The Centers for Medicare & Medicaid Services said mental health providers are not exempt from the rules about good faith estimates, in a written statement to KHN. It added, however, that the agency is working on "technical assistance geared toward mental health providers and facilities." Federal agencies often issue additional clarification of rules, sometimes in the form of FAQs.
The No Surprises Act took effect on Jan. 1. Its thrust was to bar medical providers from sending what are called surprise or "balance" bills to insured patients for out-of-network care provided in emergencies or for nonemergency situations at in-network facilities. Common before the law passed, such bills often amounted to hundreds or thousands of dollars, representing the difference between the amount insurers paid toward out-of-network care and the often much higher amounts charged.
Now, insured patients in most cases will pay only what they would have been billed for in-network care. Any additional amount must be worked out between their insurer and the provider. Groups representing emergency doctors, anesthesiologists, air ambulance providers, and hospitals have filed lawsuits over a Biden administration rule that outlines the factors independent arbitrators should consider when deciding how much an insurer must pay the medical provider toward disputed bills.

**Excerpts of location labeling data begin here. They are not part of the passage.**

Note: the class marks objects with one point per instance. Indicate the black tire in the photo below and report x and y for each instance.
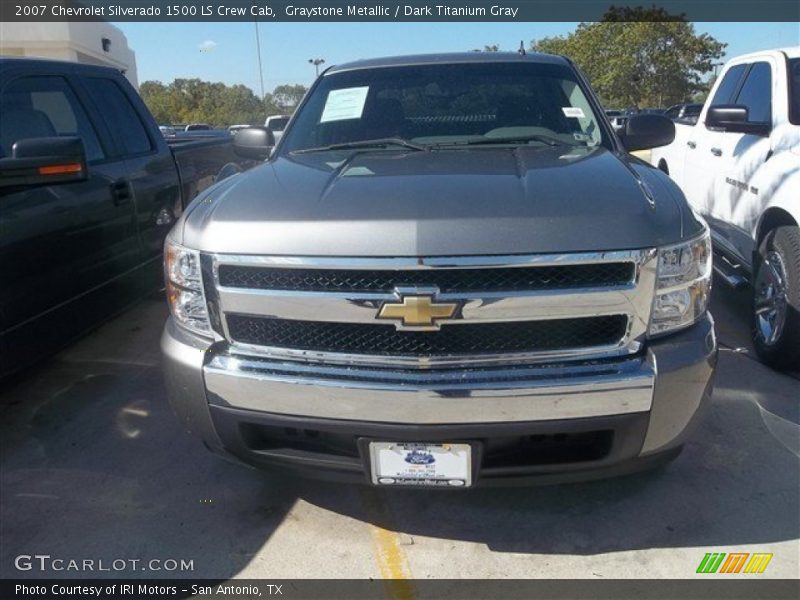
(778, 258)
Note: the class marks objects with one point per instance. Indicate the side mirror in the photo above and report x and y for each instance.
(734, 118)
(643, 132)
(44, 161)
(254, 142)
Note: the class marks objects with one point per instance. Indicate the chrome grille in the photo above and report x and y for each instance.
(511, 309)
(446, 280)
(361, 338)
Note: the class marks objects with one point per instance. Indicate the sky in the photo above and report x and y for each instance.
(227, 51)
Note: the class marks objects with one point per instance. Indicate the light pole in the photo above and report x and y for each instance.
(316, 62)
(260, 70)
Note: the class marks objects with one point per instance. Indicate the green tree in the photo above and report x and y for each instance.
(639, 57)
(285, 98)
(198, 101)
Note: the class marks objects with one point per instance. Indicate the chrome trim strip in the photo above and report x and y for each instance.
(454, 396)
(429, 262)
(633, 299)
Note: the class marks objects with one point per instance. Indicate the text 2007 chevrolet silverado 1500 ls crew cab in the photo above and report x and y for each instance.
(739, 166)
(88, 191)
(449, 272)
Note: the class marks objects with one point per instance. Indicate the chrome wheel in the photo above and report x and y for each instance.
(770, 299)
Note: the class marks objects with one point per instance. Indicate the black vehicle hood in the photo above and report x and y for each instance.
(448, 202)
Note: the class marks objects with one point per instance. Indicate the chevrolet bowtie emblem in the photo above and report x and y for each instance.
(419, 311)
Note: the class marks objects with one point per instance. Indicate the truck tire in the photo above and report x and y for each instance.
(776, 299)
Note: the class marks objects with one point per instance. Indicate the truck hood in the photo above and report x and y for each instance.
(438, 203)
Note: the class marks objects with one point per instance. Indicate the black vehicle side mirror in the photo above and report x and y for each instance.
(254, 142)
(44, 161)
(734, 118)
(643, 132)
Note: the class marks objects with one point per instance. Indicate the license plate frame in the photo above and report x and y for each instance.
(421, 464)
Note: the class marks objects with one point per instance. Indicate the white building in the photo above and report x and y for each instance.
(96, 43)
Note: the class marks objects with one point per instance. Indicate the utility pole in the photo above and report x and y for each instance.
(316, 62)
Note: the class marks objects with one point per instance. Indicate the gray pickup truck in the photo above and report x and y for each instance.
(449, 272)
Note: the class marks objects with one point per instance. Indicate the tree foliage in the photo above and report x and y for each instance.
(639, 57)
(198, 101)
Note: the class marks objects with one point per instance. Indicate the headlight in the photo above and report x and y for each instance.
(185, 295)
(683, 285)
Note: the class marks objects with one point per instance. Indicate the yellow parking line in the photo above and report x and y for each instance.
(392, 561)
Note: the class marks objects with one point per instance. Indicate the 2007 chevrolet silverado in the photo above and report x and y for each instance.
(449, 272)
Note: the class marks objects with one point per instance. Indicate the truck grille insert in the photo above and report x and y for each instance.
(447, 280)
(380, 339)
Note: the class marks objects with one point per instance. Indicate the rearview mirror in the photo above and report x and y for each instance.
(734, 118)
(643, 132)
(44, 161)
(254, 142)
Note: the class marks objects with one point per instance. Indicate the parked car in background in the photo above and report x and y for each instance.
(430, 286)
(739, 166)
(686, 113)
(276, 124)
(232, 129)
(89, 188)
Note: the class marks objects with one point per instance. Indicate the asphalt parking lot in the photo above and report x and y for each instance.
(95, 466)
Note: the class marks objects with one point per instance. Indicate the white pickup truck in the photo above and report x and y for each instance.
(739, 166)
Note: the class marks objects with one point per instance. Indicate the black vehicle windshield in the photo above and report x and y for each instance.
(444, 105)
(794, 91)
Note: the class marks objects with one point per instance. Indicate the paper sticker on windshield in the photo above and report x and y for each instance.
(344, 104)
(573, 111)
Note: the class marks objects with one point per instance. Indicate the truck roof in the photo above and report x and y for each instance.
(33, 64)
(791, 52)
(452, 57)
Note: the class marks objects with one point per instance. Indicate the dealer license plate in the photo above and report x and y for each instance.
(409, 463)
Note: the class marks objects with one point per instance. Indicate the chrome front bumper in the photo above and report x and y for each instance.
(667, 385)
(497, 395)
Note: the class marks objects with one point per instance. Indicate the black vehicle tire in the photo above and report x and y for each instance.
(776, 299)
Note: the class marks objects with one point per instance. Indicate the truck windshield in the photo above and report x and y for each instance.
(447, 105)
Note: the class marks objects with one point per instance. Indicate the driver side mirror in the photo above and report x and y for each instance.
(643, 132)
(734, 118)
(254, 142)
(44, 161)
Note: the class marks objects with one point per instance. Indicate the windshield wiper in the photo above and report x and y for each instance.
(377, 143)
(516, 139)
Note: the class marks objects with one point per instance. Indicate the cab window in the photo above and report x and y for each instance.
(35, 107)
(756, 93)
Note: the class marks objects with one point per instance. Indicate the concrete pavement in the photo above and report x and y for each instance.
(94, 466)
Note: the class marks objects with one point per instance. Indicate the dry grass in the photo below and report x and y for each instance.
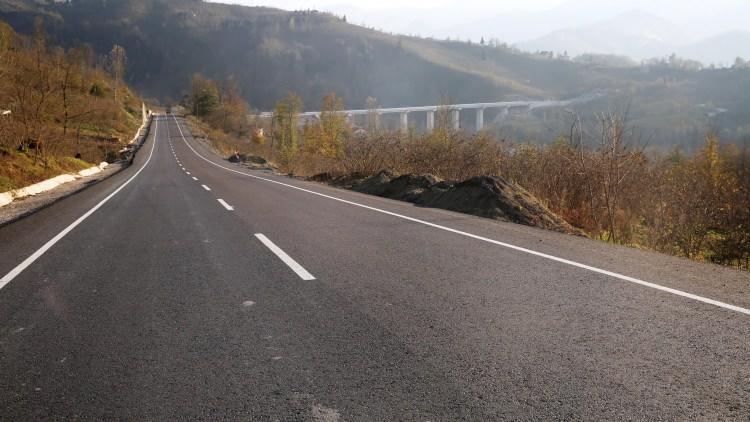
(19, 169)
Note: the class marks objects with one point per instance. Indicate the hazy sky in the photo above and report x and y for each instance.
(515, 21)
(493, 5)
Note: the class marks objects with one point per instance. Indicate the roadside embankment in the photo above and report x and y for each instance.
(18, 203)
(484, 196)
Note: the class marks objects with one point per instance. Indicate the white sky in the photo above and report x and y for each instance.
(496, 6)
(518, 20)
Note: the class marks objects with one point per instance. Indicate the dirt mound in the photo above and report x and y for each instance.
(253, 162)
(485, 196)
(494, 197)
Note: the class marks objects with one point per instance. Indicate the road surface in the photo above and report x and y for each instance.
(186, 287)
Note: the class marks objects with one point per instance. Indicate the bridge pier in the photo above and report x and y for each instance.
(480, 119)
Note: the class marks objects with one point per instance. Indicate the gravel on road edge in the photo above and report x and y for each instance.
(23, 207)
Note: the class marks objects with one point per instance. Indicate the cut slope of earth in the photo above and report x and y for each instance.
(484, 196)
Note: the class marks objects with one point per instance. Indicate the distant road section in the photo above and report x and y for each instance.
(186, 287)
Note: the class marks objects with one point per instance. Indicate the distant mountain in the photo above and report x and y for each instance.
(635, 34)
(721, 49)
(270, 52)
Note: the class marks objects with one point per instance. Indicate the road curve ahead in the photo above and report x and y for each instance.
(188, 288)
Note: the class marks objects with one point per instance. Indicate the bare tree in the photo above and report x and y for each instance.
(117, 60)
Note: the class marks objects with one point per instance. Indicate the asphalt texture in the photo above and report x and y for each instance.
(164, 305)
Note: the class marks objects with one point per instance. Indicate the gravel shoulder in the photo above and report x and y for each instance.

Most mental health services, however, aren't directly touched by this part of the directive because treatment is not typically performed in emergency situations or in-network facilities.
Instead, the complaint from mental health providers focuses on the good faith estimates.
Additional rules are expected soon that will spell out how upfront estimates will be handled for people with health coverage. In their letter to HHS, the behavioral health groups say they fear the estimates will then be used by insurers to limit treatment for insured patients, or influence pay negotiations with therapists.
Several policy experts say they do not think the law will affect mental health reimbursement in most cases.
"Mental health professionals will have the exact same ability to bill out-of-network, to have patients agree to whatever market price is for their services," said Loren Adler, associate director of the USC-Brookings Schaeffer Initiative for Health Policy, who has long studied balance billing issues. "Nothing about the No Surprises Act restricts that."
Some of the therapy groups' concerns may stem from misreading the law or rules implementing it, say policy experts, but they still reflect the confusion providers share surrounding the rollout of the law.
As for how to handle pre-treatment diagnoses that are needed to deliver good faith estimates, CMS said in its email to KHN that providers could estimate costs for an initial screening, then follow up with an additional estimate after a diagnosis.
"No one is going to be forced to make a diagnosis of a patient they have not met," Adler said.